To conduct a systematic review of reviews to summarize the (1) risk for development and (2) prevalence of knee osteoarthritis (OA) after anterior cruciate ligament (ACL) injury and surgical treatment and (3) compare prevalence rates between surgical and nonsurgical treatment of ACL injury.
Five electronic databases were searched using medical subject heading and text words up to February 2020 to identify English language reviews.
Studies were included if they were a systematic review or meta-analysis.
Thirteen eligible reviews were included, and the main outcome extracted was knee OA prevalence or risk data and any meta-analysis results.
Results from reviews were combined with a summary meta-analysis based on odds ratios (ORs) or proportions.

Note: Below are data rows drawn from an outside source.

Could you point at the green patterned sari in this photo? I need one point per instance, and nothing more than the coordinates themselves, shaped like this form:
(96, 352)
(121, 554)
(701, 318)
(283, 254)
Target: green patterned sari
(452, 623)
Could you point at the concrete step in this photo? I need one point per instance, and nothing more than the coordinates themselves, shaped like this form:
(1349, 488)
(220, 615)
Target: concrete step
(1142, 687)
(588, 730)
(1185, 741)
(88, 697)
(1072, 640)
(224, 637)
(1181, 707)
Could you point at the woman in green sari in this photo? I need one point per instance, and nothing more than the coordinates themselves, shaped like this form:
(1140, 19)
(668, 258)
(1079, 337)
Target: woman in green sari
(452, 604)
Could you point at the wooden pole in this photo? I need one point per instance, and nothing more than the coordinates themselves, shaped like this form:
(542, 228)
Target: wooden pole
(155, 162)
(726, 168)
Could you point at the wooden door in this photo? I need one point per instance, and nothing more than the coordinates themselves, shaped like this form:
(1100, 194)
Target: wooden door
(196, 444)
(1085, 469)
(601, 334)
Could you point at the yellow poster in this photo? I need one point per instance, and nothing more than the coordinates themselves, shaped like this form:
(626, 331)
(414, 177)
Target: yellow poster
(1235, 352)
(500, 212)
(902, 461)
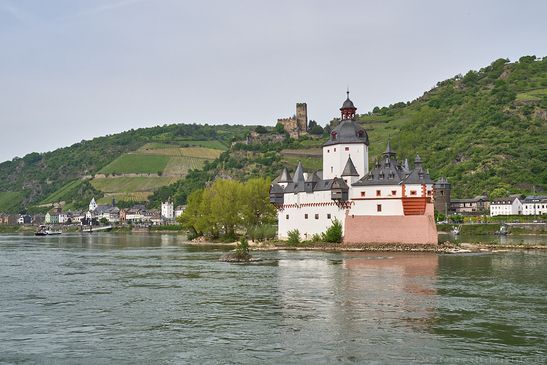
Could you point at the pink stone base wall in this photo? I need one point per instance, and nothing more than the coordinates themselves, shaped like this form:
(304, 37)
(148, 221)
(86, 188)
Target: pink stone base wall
(409, 229)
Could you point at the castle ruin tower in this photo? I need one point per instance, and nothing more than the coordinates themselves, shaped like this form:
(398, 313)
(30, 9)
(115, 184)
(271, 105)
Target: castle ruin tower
(302, 117)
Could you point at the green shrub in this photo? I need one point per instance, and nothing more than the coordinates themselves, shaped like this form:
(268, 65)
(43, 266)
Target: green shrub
(333, 234)
(294, 237)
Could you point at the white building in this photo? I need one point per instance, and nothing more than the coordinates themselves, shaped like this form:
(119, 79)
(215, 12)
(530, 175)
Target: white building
(373, 206)
(534, 205)
(167, 210)
(506, 206)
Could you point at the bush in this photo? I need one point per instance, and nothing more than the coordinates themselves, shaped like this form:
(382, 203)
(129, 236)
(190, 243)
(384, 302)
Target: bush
(294, 237)
(334, 233)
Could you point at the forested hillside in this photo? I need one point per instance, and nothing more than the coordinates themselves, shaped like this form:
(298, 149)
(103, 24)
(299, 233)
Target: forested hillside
(486, 131)
(63, 174)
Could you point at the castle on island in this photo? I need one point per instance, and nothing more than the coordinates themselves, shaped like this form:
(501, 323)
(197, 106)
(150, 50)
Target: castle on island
(388, 203)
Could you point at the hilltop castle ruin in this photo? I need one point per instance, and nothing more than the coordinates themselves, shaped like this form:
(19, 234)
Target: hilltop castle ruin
(296, 125)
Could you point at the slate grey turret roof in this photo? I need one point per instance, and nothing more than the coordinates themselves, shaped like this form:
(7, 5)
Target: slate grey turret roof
(298, 173)
(285, 177)
(349, 169)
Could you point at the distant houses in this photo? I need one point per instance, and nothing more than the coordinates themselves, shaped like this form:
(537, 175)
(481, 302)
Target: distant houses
(514, 205)
(477, 204)
(506, 206)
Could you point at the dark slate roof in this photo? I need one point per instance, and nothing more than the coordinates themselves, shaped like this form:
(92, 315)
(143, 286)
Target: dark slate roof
(535, 199)
(298, 174)
(505, 201)
(405, 167)
(285, 176)
(350, 169)
(313, 178)
(389, 151)
(386, 172)
(348, 104)
(418, 176)
(348, 131)
(338, 183)
(321, 185)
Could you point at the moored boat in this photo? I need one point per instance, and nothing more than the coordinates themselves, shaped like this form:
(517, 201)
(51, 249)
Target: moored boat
(46, 231)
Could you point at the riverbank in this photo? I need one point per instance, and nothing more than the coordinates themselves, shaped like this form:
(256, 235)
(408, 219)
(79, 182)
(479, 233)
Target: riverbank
(442, 248)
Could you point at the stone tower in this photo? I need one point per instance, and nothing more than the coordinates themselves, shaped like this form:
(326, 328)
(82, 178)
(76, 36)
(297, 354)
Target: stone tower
(302, 117)
(441, 191)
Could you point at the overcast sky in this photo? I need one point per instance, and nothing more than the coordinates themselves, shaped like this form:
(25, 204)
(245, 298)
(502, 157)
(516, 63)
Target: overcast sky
(77, 69)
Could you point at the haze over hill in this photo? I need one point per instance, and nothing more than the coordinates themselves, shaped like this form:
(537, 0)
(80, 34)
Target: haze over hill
(73, 70)
(485, 130)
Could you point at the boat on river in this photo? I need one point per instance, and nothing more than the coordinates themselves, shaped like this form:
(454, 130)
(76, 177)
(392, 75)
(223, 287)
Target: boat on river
(46, 231)
(91, 229)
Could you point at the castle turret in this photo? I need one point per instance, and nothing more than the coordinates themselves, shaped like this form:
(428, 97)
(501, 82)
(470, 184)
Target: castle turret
(347, 139)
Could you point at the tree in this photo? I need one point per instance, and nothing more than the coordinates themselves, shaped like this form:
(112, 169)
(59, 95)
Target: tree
(256, 208)
(294, 237)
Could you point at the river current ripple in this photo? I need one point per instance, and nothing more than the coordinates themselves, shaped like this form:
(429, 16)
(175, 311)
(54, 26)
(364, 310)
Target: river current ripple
(116, 298)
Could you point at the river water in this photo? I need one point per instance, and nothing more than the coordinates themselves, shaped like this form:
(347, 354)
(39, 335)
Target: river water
(139, 298)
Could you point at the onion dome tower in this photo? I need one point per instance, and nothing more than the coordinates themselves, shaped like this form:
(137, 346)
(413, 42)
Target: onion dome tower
(347, 139)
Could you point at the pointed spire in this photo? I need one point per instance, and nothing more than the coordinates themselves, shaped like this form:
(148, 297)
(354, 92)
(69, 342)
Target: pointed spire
(299, 173)
(285, 177)
(389, 152)
(350, 169)
(406, 168)
(417, 161)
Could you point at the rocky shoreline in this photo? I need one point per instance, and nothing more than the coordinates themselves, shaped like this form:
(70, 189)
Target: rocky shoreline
(442, 248)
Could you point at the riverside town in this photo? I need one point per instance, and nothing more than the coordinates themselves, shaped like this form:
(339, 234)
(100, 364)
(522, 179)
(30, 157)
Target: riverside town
(288, 182)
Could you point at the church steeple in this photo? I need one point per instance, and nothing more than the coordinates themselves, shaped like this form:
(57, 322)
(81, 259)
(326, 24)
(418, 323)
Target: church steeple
(348, 109)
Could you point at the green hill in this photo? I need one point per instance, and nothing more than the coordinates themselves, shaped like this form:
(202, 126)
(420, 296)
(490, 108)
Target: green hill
(67, 174)
(486, 131)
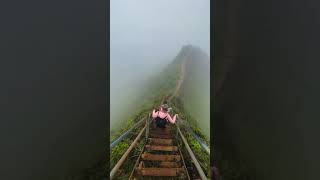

There was a near 7-fold and 8-fold increase in the odds for the development of knee OA post ACL injury [OR = 6.81 (5.70-8.13)] and ACL reconstruction [OR = 7.7, (6.05-9.79)]. Data were too heterogenous to specify a point estimate prevalence for OA after ACL injury, but OA prevalence was estimated at 36% (19.70-53.01) at near 10 years after reconstruction surgery. A significantly higher prevalence of OA was found for those who received surgical treatment at a minimum 10-year follow-up [OR = 1.40 (1.17-1.68)].
This study combines all data from previous systematic reviews into a single source to show that ACL injury markedly increases the risk for development of knee OA, which is likely to be present in the long term in approximately a third of patients who have reconstruction surgery. Surgical treatment does not reduce OA prevalence in the longer term compared with nonsurgical treatment.